- A video installation that explores Ulster Scots culture from the perspective of the individual participants
- An intersection of documentary, art, autoethnography, and social history
Braid Gabs, is a play on words. “Braid”, in Ulster Scots, has the meaning “wide” or “broad” but, in standard English, it also implies a set of woven strands, as in a rope that gains strength from the binding together of its individual elements.
This project will seek to sample a range of views on the nature and situation of Ulster Scots culture. For me, Ulster Scots culture is about so much more than marching bands, murals and Ullans poetry. It is that very stuff that communicates who we are from generation to generation. It is also a living thing, not static, not fossilized. This work will attempt to present that vitality and allow us to step outside our social media echo-chambers.
The same initial questions will be asked of all participants, but supplementary questions may be asked during the interview process at the discretion of the artist. The questions are designed to be as open as possible.
- What is Ulster Scots culture now?
- How do you think has it changed since the late 20thcentury and before that?
- What effect has the influx of new migrant communities into Ireland had on it?
- Where is our culture heading?
- What are the main issues that need to be addressed to ensure the culture endures?
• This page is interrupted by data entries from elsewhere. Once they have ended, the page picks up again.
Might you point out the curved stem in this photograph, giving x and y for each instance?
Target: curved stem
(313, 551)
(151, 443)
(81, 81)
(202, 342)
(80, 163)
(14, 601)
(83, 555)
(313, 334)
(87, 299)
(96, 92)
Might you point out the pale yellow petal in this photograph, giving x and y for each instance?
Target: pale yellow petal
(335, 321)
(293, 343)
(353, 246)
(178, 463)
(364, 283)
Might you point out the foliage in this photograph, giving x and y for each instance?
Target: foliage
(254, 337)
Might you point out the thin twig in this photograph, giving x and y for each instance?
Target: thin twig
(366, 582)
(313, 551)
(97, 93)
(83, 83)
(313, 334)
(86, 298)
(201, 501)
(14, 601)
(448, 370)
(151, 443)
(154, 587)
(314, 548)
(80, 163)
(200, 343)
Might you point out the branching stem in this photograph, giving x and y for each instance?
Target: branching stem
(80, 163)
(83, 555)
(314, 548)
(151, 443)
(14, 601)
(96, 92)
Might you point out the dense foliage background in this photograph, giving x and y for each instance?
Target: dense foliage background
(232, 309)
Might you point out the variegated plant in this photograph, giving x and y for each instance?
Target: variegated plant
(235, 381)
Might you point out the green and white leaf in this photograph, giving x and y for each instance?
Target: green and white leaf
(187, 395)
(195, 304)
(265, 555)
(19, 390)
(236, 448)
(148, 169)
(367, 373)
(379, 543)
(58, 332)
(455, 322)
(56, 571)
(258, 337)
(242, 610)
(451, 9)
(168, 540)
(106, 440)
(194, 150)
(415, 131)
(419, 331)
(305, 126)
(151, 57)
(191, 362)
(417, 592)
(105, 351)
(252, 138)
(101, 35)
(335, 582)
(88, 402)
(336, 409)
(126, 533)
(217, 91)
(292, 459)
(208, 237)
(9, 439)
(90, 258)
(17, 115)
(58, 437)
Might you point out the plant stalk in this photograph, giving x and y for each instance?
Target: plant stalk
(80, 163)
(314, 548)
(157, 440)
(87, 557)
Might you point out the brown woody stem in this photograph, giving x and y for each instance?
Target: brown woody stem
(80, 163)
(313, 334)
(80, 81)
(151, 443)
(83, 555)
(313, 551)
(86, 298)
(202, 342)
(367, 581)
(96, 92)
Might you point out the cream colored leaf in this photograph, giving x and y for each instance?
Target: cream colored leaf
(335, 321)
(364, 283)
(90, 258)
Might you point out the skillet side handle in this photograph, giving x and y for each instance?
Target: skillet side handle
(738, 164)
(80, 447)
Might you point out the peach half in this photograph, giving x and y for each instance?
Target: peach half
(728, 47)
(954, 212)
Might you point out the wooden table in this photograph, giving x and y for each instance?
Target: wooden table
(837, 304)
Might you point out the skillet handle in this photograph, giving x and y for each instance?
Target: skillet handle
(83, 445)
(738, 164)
Participants must be over the age of 18 and be aware of the nature and scope of the project. They will also be required to sign a release form allowing their contribution to be used in this and potentially further artworks. They can opt to be identified or remain anonymous. Interviews will be conducted at a place of special significance to the participant, or in a studio environment. The artist will not edit any participant’s contribution in a way that misrepresents their views but reserves the right to remove content that might be construed as hate-speech or incitement to violence.
A transcript of the responses may be published as a physical volume or e-book to ensure the content is more easily accessible to future researchers, but this is an optional additional project possibly requiring further funding. The piece should be ready for exhibition in early 2020.